In regards to the 2A, gov’t has never defined the term “infringement.”
@umgud wrote: In regards to the 2A, govt has never defined the term infringement.
First off, umgud, the word is infringed ... not infringement [see next]
Second, the Virginia Bill of Rights reads:
That a well regulated militia, composed of the body of the people, trained to arms, is the proper, natural, and safe defense of a free state, therefore, the right of the people to keep and bear arms shall not be infringed...
... shall NOT be Infringed... [EMPHASIS added]
Now, where have we read that before? ;-)
Third, Heller cleared up that the Right to Keep and Bear Arms does NOT require membership in a well regulated militia:
The [Second] Amendments prefatory clause announces a purpose, but does not limit or expand the scope of the second part, the operative clause. The operative clauses text and history demonstrate that it connotes an individual right to keep and bear arms.
The Prefatory Clause:
A well regulated militia being necessary to the security of a free state,
The Operative Clause:
. . .the right of the people to keep and bear arms shall not be infringed.

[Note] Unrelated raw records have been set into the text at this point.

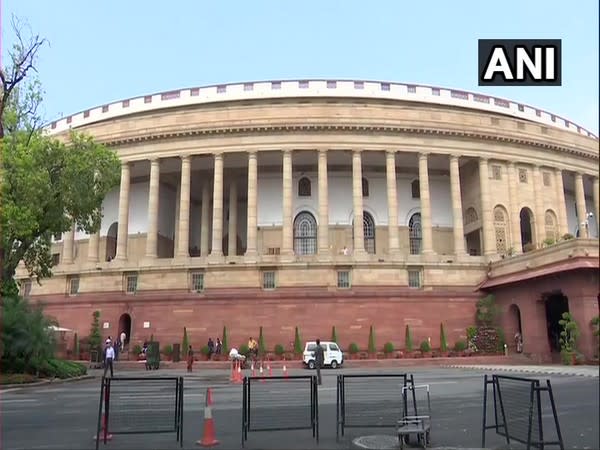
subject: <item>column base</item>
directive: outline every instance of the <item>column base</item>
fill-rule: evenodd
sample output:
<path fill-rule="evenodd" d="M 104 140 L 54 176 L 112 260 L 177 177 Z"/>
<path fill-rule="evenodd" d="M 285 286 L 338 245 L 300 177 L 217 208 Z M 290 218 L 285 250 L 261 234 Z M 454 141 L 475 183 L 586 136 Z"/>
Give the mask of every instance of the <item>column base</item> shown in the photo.
<path fill-rule="evenodd" d="M 320 250 L 317 253 L 317 260 L 319 262 L 331 262 L 333 260 L 333 257 L 331 255 L 331 251 L 329 249 Z"/>
<path fill-rule="evenodd" d="M 291 263 L 296 261 L 296 255 L 294 254 L 294 252 L 281 252 L 281 254 L 279 255 L 279 261 L 282 263 Z"/>
<path fill-rule="evenodd" d="M 206 262 L 208 264 L 223 264 L 225 263 L 225 256 L 223 255 L 223 252 L 211 253 L 206 258 Z"/>
<path fill-rule="evenodd" d="M 363 262 L 369 260 L 369 254 L 366 250 L 354 250 L 351 254 L 354 261 Z"/>
<path fill-rule="evenodd" d="M 246 251 L 244 253 L 244 262 L 246 264 L 256 264 L 258 262 L 258 252 L 256 250 Z"/>

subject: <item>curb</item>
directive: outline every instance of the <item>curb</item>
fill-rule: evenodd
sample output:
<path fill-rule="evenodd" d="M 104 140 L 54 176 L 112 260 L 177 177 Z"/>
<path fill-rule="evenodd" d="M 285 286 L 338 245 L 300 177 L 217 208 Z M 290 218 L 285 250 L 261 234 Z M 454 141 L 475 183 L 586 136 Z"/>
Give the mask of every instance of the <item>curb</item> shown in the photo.
<path fill-rule="evenodd" d="M 82 375 L 80 377 L 65 378 L 65 379 L 52 378 L 52 379 L 43 380 L 43 381 L 36 381 L 35 383 L 3 384 L 0 386 L 0 392 L 7 390 L 7 389 L 44 386 L 46 384 L 63 384 L 63 383 L 70 383 L 73 381 L 91 380 L 92 378 L 96 378 L 96 377 L 94 375 Z"/>
<path fill-rule="evenodd" d="M 492 367 L 492 366 L 478 366 L 478 365 L 448 365 L 443 366 L 451 369 L 473 369 L 473 370 L 493 370 L 498 372 L 521 372 L 521 373 L 534 373 L 542 375 L 568 375 L 575 377 L 586 377 L 586 378 L 598 378 L 600 373 L 584 373 L 584 372 L 570 372 L 570 371 L 553 371 L 544 368 L 518 368 L 518 367 Z"/>

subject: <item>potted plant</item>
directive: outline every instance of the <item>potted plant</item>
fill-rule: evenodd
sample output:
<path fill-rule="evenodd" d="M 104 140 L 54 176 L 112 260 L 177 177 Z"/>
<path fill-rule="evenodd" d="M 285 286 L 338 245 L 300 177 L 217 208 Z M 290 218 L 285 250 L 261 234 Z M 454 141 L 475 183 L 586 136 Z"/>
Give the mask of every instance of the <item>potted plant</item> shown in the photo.
<path fill-rule="evenodd" d="M 302 340 L 300 339 L 300 330 L 296 327 L 296 331 L 294 333 L 294 355 L 296 358 L 302 359 Z"/>
<path fill-rule="evenodd" d="M 277 355 L 277 359 L 283 359 L 283 354 L 285 353 L 285 349 L 283 345 L 277 344 L 275 346 L 275 354 Z"/>
<path fill-rule="evenodd" d="M 406 325 L 406 330 L 404 332 L 404 348 L 406 349 L 406 356 L 408 358 L 413 356 L 412 334 L 410 332 L 410 327 L 408 325 Z"/>
<path fill-rule="evenodd" d="M 358 345 L 356 345 L 356 343 L 352 342 L 348 346 L 348 353 L 350 353 L 350 359 L 356 359 L 356 354 L 358 353 Z"/>
<path fill-rule="evenodd" d="M 204 361 L 208 361 L 208 353 L 209 353 L 209 351 L 210 350 L 208 349 L 208 345 L 204 345 L 200 349 L 200 353 L 202 354 L 202 357 L 203 357 Z"/>
<path fill-rule="evenodd" d="M 429 344 L 429 341 L 421 342 L 419 349 L 421 350 L 424 358 L 431 357 L 431 344 Z"/>
<path fill-rule="evenodd" d="M 375 348 L 375 332 L 373 331 L 373 325 L 369 330 L 369 358 L 375 359 L 377 356 L 377 349 Z"/>
<path fill-rule="evenodd" d="M 454 351 L 458 356 L 465 356 L 465 350 L 467 349 L 467 343 L 465 341 L 456 341 L 454 344 Z"/>
<path fill-rule="evenodd" d="M 171 359 L 173 357 L 173 346 L 171 344 L 165 345 L 162 353 L 163 353 L 163 355 L 165 355 L 165 359 L 167 361 L 171 361 Z"/>
<path fill-rule="evenodd" d="M 440 356 L 448 356 L 448 341 L 443 323 L 440 323 Z"/>
<path fill-rule="evenodd" d="M 391 358 L 392 353 L 394 353 L 394 344 L 392 344 L 391 342 L 386 342 L 383 345 L 383 353 L 385 354 L 386 358 Z"/>
<path fill-rule="evenodd" d="M 563 364 L 575 365 L 579 355 L 577 351 L 577 340 L 581 334 L 579 325 L 577 325 L 570 312 L 564 312 L 558 323 L 562 327 L 560 332 L 560 355 Z"/>

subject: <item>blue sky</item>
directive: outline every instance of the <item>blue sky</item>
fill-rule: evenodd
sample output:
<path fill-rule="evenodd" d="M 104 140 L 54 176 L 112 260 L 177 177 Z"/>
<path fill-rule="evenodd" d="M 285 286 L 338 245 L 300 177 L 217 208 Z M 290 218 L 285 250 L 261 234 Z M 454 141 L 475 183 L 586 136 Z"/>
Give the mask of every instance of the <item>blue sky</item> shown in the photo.
<path fill-rule="evenodd" d="M 44 116 L 270 79 L 431 84 L 546 109 L 598 133 L 598 1 L 1 0 L 49 41 Z M 479 87 L 477 39 L 562 39 L 561 87 Z"/>

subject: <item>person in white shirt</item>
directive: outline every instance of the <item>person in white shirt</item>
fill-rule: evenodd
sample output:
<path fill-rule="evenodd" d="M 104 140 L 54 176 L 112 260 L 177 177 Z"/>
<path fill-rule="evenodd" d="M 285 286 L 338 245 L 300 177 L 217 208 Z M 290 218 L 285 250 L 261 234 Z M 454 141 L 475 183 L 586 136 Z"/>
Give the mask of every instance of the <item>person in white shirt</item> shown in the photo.
<path fill-rule="evenodd" d="M 121 351 L 125 350 L 125 339 L 127 338 L 127 333 L 125 331 L 121 331 Z"/>
<path fill-rule="evenodd" d="M 112 346 L 112 343 L 109 342 L 106 347 L 106 354 L 104 357 L 104 376 L 106 376 L 106 372 L 110 367 L 110 377 L 113 377 L 113 360 L 115 359 L 115 349 Z"/>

District of Columbia, et al. v. Heller, 554 U.S. 570 (2008)
Now, as to that term infringed:
A well regulated militia being necessary to the security of a free state, the right of the People to keep and bear Arms shall not be infringed.
(The text as ratified by the states and authenticated by Secretary of State Thomas Jefferson.)
In law and statutes, the word shall has the following meaning:
An imperative command; has a duty to or is required to. For example, the notice shall be sent within 30 days. Usually shall used here is in the mandatory sense.
When used in statutes, contracts, or the like, the word shall is generally imperative or mandatory.
[Independent School District No. 561 v. Independent School District No. 35, 284 Minn. 426, 436-37, 170 N.W.2d 433, 440 (1969)]
In common, or ordinary parlance, and in its ordinary signification, the term shall is a word of command, and one which has always, or which must be given a compulsory meaning; as denoting obligation. It has a peremptory meaning, and it is generally imperative or mandatory. It has the invariable significance of excluding the idea of discretion, and has the significance of operating to impose a duty which may be enforced, particularly if public policy is in favor of this meaning, or when addressed to public officials, or where a public interest is involved, or where the public or persons have rights which ought to be exercised or enforced, unless a contrary intent appears; but the context ought to be very strongly persuasive before it is softened into a mere permission, etc.
[People v. O’Rourke, 124 Cal. App. 752, 759 (Cal. App. 1932)]
The Founders use of the word shall removes all doubt as to its being a command not subject to any other interpretation.
Their use of the adverb not is yet another command word.
Their use of the verb be means “occur or take place.
And their use of the verb infringed cannot have any other meaning than a intentional violation or breach of a legal right, contract, or statute.
All the above simply means that any law, code, statute or ruling which prevents or prohibits an individual from purchasing or otherwise receiving, owning or carrying a firearm; _any_ firearm; or other arms; is to be considered patently unconstitutional and not to be used to deny that individual’s sacrosanct 2nd Amendment Right to Keep and Bear Arms: unless and until that individual’s right is individually and specifically subjected to being modified or removed by a court of law after using due process.
Adding to the above:
No law is automatically Constitutional
The general misconception is that any statute passed by legislators bearing the appearance of law constitutes the law of the land. The Constitution of the United States is the supreme law of the land, and any statue, to be valid, must be in agreement. It is impossible for both the Constitution and a law violating it to be valid; one must prevail. This is succinctly stated as follows:
The general rule is that an unconstitutional statute, though having the form and name of law, is in reality no law, but is wholly void, and ineffective for any purpose; since unconstitutionality dates from the time of its enactment, and not merely from the date of the decision so branding it.
An unconstitutional law, in legal contemplation, is as inoperative as if it had never been passed. Such a statute leaves the question that it purports to settle just as it would be had the statute not been enacted.
Since an unconstitutional law is void, the general principals follow that it imposes no duties, confers no rights, creates no office, bestows no power or authority on anyone, affords no protection, and justifies no acts performed under it . . .
A void act cannot be legally consistent with a valid one.
An unconstitutional law cannot operate to supersede any existing valid law.
Indeed, insofar as a statute runs counter to the fundamental law of the land, it is superseded thereby.
No one is bound to obey an unconstitutional law and no courts are bound to enforce it.
American Jurisprudence, Second Edition, Section 177. (late 2nd Ed. Section 256)
SCOTUS has never acknowledged the phrase "shall not be infringed".